= Anastasia Gosteva =

Russian writer, journalist and translator

Anastasia Sergeyevna Gosteva (Анастасия Сергеевна Гостева; born 2 February 1975) is a Russian writer, journalist and translator who since the late 1990s has published a number of successful novels. Her imaginative story Big Bang and Turtles has been published in English online with support from UNESCO.

==Biography==
Born in Moscow, Gosteva is a physics graduate (1997) from Moscow University. She is one of the first generation of writers who were able to travel freely after the Soviet Union was dissolved in 1991. In addition to her work as a journalist and translator, she publishes poetry and novels. In 1997, she won Znamya Magazines Best Debut Novel award for Дочь самурая (The Samurai's Daughter). The short novel is the story of the heroine's travels to the West, including Paris and London: an innovative scenario for a Russian narrative. She went on to publish Travel Агнец (Travel Lamb) in 1998 and, more recently, Дух дома дома (The Den of the Enlightened) in 2008. She has also published a number of short stories in literary magazines.

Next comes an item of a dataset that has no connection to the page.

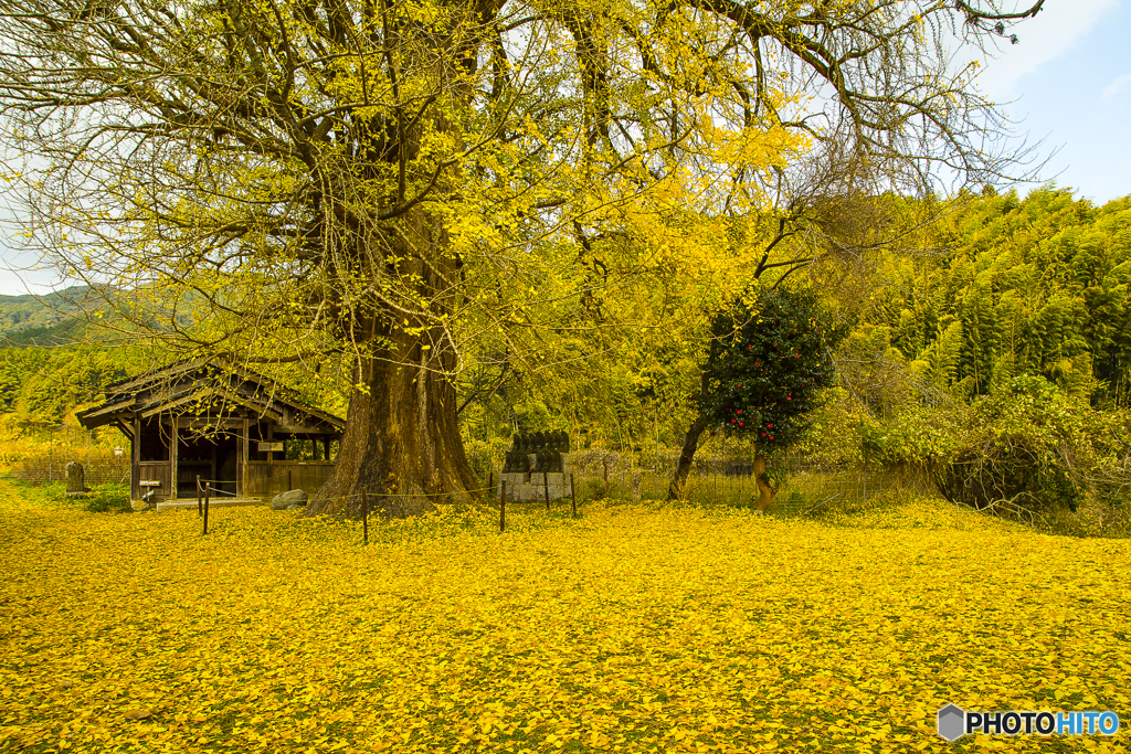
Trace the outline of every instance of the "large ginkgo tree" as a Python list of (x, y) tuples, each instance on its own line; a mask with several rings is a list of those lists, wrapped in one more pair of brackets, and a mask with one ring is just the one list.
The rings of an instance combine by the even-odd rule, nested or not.
[(342, 359), (310, 512), (368, 491), (413, 513), (476, 486), (469, 356), (552, 361), (618, 289), (705, 263), (659, 241), (673, 214), (758, 213), (828, 139), (889, 176), (1001, 175), (1001, 120), (952, 55), (1039, 6), (0, 0), (5, 177), (20, 237), (105, 321)]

Gosteva is a great traveller, especially to the Orient. She has been to India and the relatively unknown Mustang District of Nepal, and has discussed Buddhism with the Dalai Lama. It was on the basis of this experience that Lyudmila Ulitskaya invited her to write a story based on cosmogony. Her fantastic tale Большой взрыв и черепахи (2006), translated by Boris Meshcheryakov as Big Bang and Turtles, has now been published online by UNESCO. The book, presented as a children's fairy tale, tells the story of how little Cyril enters the mysterious home of an eccentric professor whose mission is to stop people quarrelling about their many different religions.